Con algo de trabajo subió la maleta en el asiento trasero, puesto que dos veces se le cayó, pero después de algunos movimientos torpes por fin logró dejarla en una posición correcta. Luego se apostó en el asiento del conductor y sin abrir los ojos, introdujo las llaves en el contacto, pisó el embrague y arrancó.

El portero deslizó la reja para él, sin embargo, gracias a la oscuridad de la noche no se percató que Alfonso manejaba con los ojos cerrados y la cabeza clavada fatigosamente encima del pecho.

Pese a estar profundamente dormido, condujo lenta, pero de forma inequívoca a través de calles y avenidas, como si se encontrase despierto. Manejó hasta las afueras de la ciudad, traspasó el viejo puente del lago y se enrutó a través de una desviación a las orillas del bosque Celefais.

Luego de avanzar casi diez minutos en medio del bosque, arribó a una finca rodeada por altas murallas de cantera roja y rejas de maya ciclónica, franqueada por una compuerta de acero, la cual le otorgó el paso en cuanto la camioneta se acercó.

Alfonso manejó a través de un espléndido jardín, adornado por setos excelentemente cuidados, exuberantes tiestos de flores, altos cedros y viejos sicomoros, hasta toparse con una casona de estilo victoriano. Detuvo la camioneta y la estacionó en un aparcamiento delante de la mansión.

Apagó el motor, tomó las llaves, bajó y recorrió con movimientos torpes el camino de lujosas baldosas hacia la entrada. La puerta era de roble, tenía grabados diversos detalles y un escudo de armas, pero Alfonso no le prestó ni la más mínima atención.

Empujó la puerta que se hallaba entornada y se adentró en el gigantesco vestíbulo, para de inmediato volverse y cerrar tras de sí.
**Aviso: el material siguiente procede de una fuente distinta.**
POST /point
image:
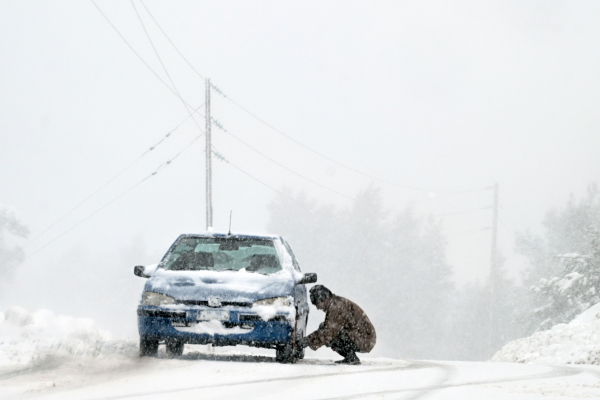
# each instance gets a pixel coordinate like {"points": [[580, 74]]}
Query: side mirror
{"points": [[140, 270], [309, 277]]}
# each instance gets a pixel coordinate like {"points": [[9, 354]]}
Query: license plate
{"points": [[219, 315]]}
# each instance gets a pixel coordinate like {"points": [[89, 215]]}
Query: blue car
{"points": [[225, 290]]}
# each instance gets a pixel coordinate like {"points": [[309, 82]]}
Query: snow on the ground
{"points": [[577, 342], [26, 338], [44, 356]]}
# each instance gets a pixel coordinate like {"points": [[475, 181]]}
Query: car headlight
{"points": [[274, 301], [156, 299]]}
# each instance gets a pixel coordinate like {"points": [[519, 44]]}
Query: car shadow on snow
{"points": [[196, 355]]}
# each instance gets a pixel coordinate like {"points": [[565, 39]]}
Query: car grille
{"points": [[254, 317], [161, 313], [205, 303]]}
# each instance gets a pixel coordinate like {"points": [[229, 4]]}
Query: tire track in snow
{"points": [[449, 372], [409, 366], [556, 372]]}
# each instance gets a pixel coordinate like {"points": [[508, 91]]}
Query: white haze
{"points": [[443, 96]]}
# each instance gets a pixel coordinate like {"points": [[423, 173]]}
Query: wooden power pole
{"points": [[209, 223], [493, 270]]}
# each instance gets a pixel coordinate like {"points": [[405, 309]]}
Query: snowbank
{"points": [[26, 337], [577, 342]]}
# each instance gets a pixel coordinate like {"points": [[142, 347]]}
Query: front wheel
{"points": [[174, 347], [285, 354], [148, 346]]}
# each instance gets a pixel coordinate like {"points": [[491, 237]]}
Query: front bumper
{"points": [[170, 324]]}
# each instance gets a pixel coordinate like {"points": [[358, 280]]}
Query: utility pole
{"points": [[209, 224], [493, 269]]}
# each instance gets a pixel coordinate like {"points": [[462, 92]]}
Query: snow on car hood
{"points": [[230, 286]]}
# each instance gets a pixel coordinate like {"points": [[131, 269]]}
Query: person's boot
{"points": [[350, 359]]}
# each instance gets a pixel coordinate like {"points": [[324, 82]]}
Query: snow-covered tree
{"points": [[564, 265], [10, 255], [575, 289]]}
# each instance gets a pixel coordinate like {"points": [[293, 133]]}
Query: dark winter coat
{"points": [[343, 314]]}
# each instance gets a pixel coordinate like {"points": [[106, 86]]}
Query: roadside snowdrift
{"points": [[577, 342], [26, 338]]}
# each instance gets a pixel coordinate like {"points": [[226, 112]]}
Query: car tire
{"points": [[285, 354], [148, 346], [174, 347]]}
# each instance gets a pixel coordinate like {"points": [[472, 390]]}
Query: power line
{"points": [[463, 212], [283, 194], [156, 171], [137, 54], [218, 125], [172, 44], [185, 104], [151, 148], [463, 233]]}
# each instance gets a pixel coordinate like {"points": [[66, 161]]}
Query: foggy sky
{"points": [[441, 96]]}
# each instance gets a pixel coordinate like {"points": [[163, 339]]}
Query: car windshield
{"points": [[222, 254]]}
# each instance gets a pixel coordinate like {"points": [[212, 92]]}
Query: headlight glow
{"points": [[156, 299], [274, 301]]}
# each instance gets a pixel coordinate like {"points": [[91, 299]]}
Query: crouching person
{"points": [[346, 329]]}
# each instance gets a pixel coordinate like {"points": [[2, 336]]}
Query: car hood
{"points": [[229, 286]]}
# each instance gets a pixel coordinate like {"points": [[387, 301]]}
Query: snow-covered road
{"points": [[200, 374]]}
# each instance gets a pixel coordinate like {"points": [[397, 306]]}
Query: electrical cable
{"points": [[137, 54], [185, 104], [283, 194], [172, 44], [161, 166], [281, 165], [463, 212], [290, 137], [109, 181], [463, 233]]}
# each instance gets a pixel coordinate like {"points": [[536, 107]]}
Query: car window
{"points": [[223, 254], [294, 261]]}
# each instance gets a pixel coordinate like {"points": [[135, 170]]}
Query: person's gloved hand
{"points": [[302, 342]]}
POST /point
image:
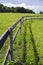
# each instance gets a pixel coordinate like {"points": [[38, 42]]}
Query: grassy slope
{"points": [[7, 20]]}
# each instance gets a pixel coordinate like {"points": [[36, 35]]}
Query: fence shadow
{"points": [[34, 46]]}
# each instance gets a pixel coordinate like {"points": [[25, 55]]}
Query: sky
{"points": [[35, 5]]}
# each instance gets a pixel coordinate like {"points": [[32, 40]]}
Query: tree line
{"points": [[15, 9]]}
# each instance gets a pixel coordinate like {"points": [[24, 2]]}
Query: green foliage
{"points": [[31, 34], [16, 9]]}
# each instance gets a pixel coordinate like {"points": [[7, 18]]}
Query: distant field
{"points": [[36, 27]]}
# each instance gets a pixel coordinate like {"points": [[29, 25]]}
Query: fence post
{"points": [[11, 44]]}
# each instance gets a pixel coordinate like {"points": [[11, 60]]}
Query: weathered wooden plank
{"points": [[3, 38]]}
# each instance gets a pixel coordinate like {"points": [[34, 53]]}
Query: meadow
{"points": [[28, 46]]}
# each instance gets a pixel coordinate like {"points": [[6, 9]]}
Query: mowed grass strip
{"points": [[6, 20]]}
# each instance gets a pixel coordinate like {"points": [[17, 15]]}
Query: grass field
{"points": [[29, 43]]}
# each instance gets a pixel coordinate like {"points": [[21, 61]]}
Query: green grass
{"points": [[24, 50]]}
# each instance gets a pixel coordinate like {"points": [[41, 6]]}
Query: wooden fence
{"points": [[9, 33]]}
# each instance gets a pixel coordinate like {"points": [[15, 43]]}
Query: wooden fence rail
{"points": [[9, 33]]}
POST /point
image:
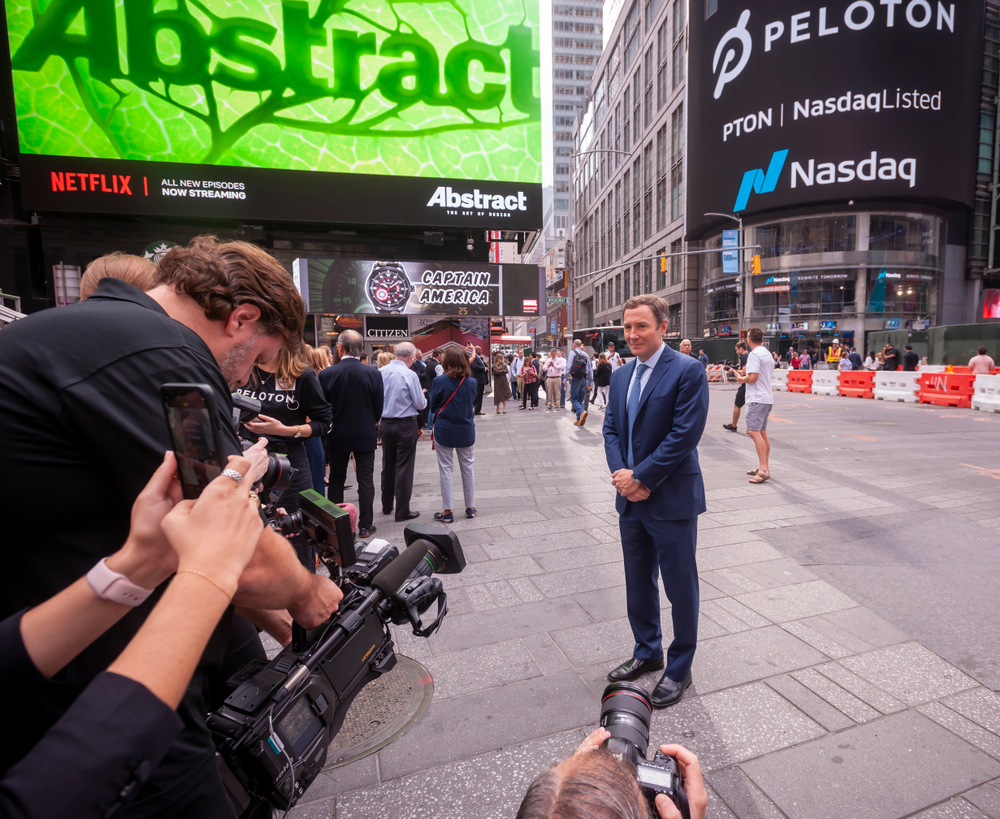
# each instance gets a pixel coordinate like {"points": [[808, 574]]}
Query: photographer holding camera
{"points": [[82, 429], [108, 741], [595, 782]]}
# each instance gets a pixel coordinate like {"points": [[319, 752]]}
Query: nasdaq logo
{"points": [[756, 181]]}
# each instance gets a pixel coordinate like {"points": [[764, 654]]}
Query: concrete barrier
{"points": [[897, 386], [987, 393], [826, 382]]}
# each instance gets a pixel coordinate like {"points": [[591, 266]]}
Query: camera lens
{"points": [[625, 712], [279, 473]]}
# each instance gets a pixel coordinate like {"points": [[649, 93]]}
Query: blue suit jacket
{"points": [[669, 423]]}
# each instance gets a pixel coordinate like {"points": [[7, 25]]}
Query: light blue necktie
{"points": [[633, 407]]}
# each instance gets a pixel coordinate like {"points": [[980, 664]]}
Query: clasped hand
{"points": [[626, 485], [216, 534]]}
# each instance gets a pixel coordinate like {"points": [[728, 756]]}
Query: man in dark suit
{"points": [[656, 414], [481, 375], [356, 393]]}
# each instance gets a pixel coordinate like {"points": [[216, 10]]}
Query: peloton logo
{"points": [[805, 27]]}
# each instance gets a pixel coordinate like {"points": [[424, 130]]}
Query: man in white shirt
{"points": [[517, 384], [760, 399], [614, 359], [554, 368]]}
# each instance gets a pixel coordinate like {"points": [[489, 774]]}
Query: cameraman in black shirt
{"points": [[292, 409], [82, 429]]}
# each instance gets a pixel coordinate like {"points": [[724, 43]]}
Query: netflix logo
{"points": [[95, 183]]}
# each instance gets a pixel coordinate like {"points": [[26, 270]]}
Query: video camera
{"points": [[274, 730], [625, 712]]}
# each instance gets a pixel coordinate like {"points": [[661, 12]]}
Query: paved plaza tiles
{"points": [[849, 647]]}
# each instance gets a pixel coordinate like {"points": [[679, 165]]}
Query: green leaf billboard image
{"points": [[443, 90]]}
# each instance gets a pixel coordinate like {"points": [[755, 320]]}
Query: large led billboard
{"points": [[367, 112], [796, 103], [407, 288]]}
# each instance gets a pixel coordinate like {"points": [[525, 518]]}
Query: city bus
{"points": [[596, 339]]}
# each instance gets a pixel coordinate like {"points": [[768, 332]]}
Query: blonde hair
{"points": [[134, 270]]}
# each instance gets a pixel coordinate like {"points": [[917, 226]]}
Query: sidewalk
{"points": [[850, 620]]}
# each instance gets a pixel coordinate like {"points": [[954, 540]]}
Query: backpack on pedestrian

Sumergido en un recóndito sueño, Alfonso se desabrochó la corbata con elegancia, la desanudó lentamente y la tiró al suelo en medio del lugar.

Después cruzó el recibidor, alcanzó una puerta corrediza de cristal abierta de par en par e ingresó en la ostentosa estancia de aquella casona. El conjunto de sofás era de lo más exquisito, no obstante, de nuevo no mostró ningún interés.

Caminó por la estancia con los brazos extendidos por delante, la cabeza caída hacia atrás y los ojos cerrados. En un rápido movimiento se quitó el saco, lo arrojó sobre uno de los sofás y continuó con su andar. Recorrió varias veces la estancia, para luego proseguir al comedor.

Una vez frente a la mesa de finísimo cristal, Alfonso se retiró los zapatos y calcetines, los puso encima del comedor y las sillas de caoba, y ya descalzo, reanudó su extraña marcha.

Entró en una especie de salón de juegos y fiestas. Allí se desabrochó lentamente la camisa y la arrojó sobre un servibar. Repitió sus movimientos de sonámbulo varias veces, aunque esta vez con los puños apretados, acto que remarcó visiblemente sus músculos.

Transitó por un espacioso corredor con esculturas y pilares de mármol. Llegó a unas escaleras tapizadas por una gruesa alfombra roja, sitio en el que se sacó los pantalones junto con el cinturón y los colgó del barandal.

El sonámbulo luego de bajar y subir varias veces las escaleras con los brazos extendidos, los puños duros, la cabeza caída hacia atrás y los párpados apretados, ascendió a la segunda planta de aquella casona.

Caminó pesadamente a lo largo de un pasillo hasta la última alcoba, engalanada por una fina puerta de nogal.

Alfonso la empujó y despacio penetró en su interior. Una débil lámpara iluminaba la habitación con un resplandor blanco, por medio del cual su imagen quedó reflejada en la superficie del espejo, colocado en oposición a la puerta.

El sonámbulo caminó una y otra vez a lo largo y ancho de la gigantesca alcoba, gracias a lo que los múltiples ángulos de su cuerpo semidesnudo, se apreciaron en toda su plenitud.

Enseguida, en una acción lenta y sensual que dejó vislumbrar la perfección de sus piernas y glúteos, se despojó del short índigo. Repitió una vez más sus pasos de sonámbulo y procedió a sacarse con movimientos igualmente incitantes el bóxer, con toda la intensión de revelar lo impresionante de sus muslos y lo bien dotado de su miembro.

Alfonso se giró en ese momento completamente desnudo. Avanzó con los brazos extendidos y rígidos como dos rocas, sus ojos cerrados, la cabeza caída hacia atrás y su miembro erguido cual si fuera un hierro hacia la cama, donde un hombre lo observaba hambriento y absolutamente complacido por el éxito abrumador en aquella primera cacería.